Losing one is unusual, losing two in a row, as England did deep in Ireland territory at a crucial momentum-sapping juncture in the first half when the hosts led just 6-3, is virtually unheard of for the 28 year-old.
Accepting of what went wrong but determined to take the right mentality forwards, Hartley explained why the next two fixtures against Scotland and France are so important.
England are still in with a chance of the RBS 6 Nations title – needing a favour from Wales when they met Ireland in Cardiff – and start a long run of 2015 home games up to and including the World Cup.
“I’ve played long enough to appreciate the highs and the lows,” said the 64-Test man. “A loss is a loss, you deal with it and you move on. What’s done is done in 80 minutes on the field, we’ve got to get in a positive mind-set to play Scotland.
“It’s huge for us to be back at Twickenham. We’ve created a fortress type atmosphere there and that’s down to the way team has been playing and massively how the crowd have been supporting us.
"We've created a fortress type atmosphere at Twickenham"
“The last two games are really important for us to sign off this campaign, put ourselves in a position to win the tournament and leave Twickenham in a good place for when we come back for the start of the World Cup.”
Hartley turned down a big money move to France – Montpellier were among his suitors – for after this autumn’s tournament, his desire to be part of an enduringly successful England team outweighing the Euros and sunshine on offer.
He has ambitions which extend far beyond 2015 and in discussing them provided a sincere, passionate articulation of what it means to play for England and be part of the current group.

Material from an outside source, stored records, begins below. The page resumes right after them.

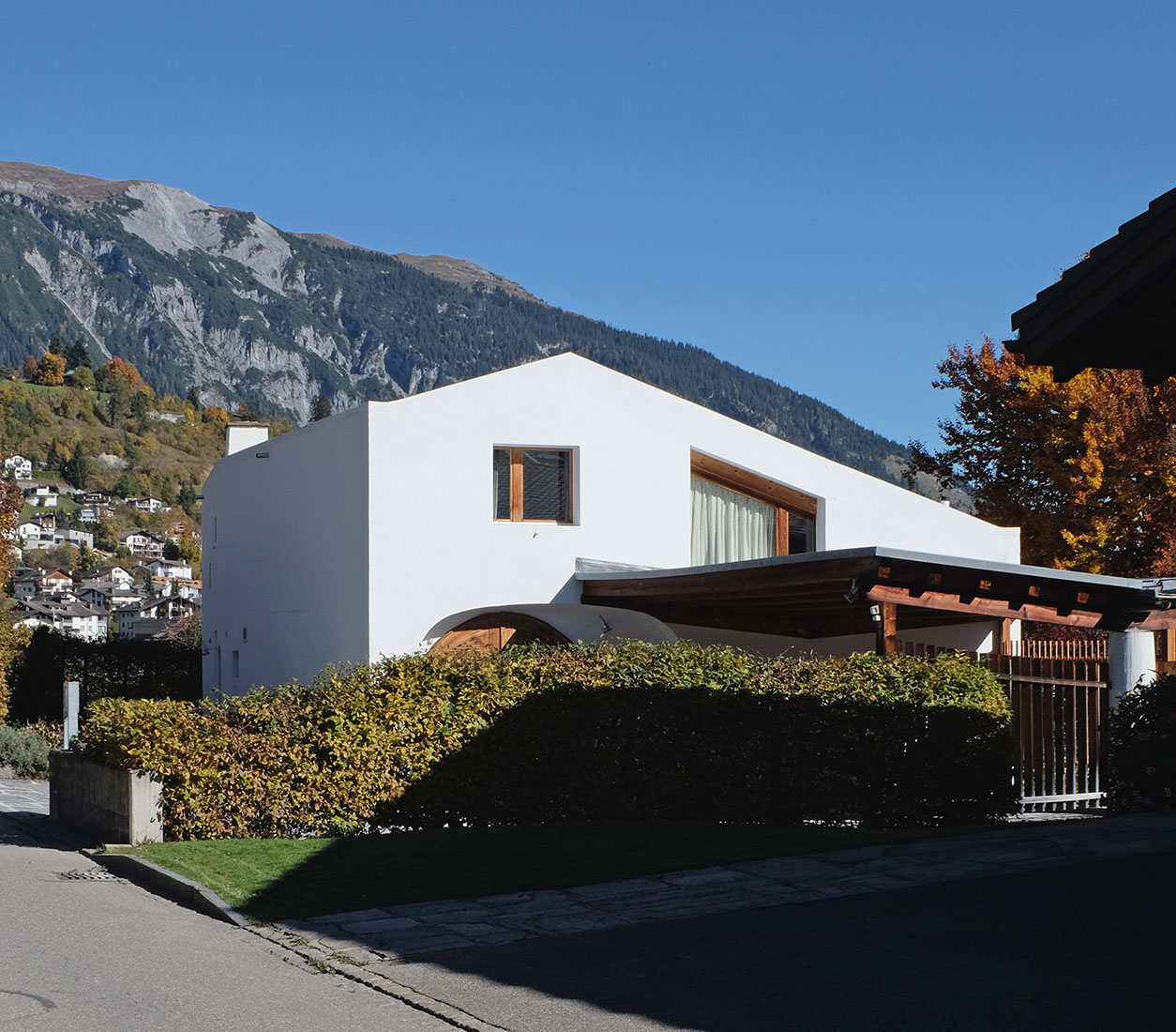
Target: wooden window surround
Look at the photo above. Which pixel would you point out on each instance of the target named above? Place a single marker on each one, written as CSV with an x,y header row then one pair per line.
x,y
788,500
509,499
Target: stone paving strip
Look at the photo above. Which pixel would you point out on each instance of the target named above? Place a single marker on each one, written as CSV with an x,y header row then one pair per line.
x,y
381,938
24,797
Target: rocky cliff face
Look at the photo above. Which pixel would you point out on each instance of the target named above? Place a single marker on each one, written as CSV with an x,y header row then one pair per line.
x,y
212,297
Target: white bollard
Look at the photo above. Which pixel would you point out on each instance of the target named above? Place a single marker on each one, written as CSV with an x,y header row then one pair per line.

“I’d love to think that I’ve still got a shot here post-World Cup, you see Keven Mealamu is still playing at 35, Sebastian Bruno played until he was 39,” Hartley added with a trademark smile. “And that’s why I turned down the move to France. For me, being involved in this set-up is everything – it’s the ultimate.
“When you’re injured or in my case banned in the past, it hurts not being here. You want to be involved and I’ll do this for as long as I can because it’s the best thing – running out at Twickenham at the weekend is the best feeling and the biggest privilege.
"This set-up is the ultimate. It hurts not being here"
“The players, the coaching and support staff, the facilities, everything is on the up. We’re all in it together and we’ve been in it together for our fourth season now. The World Cup is going to be huge for us but there’s a plan beyond that as well. We start all over again, we build beyond that and I want to be part of it.”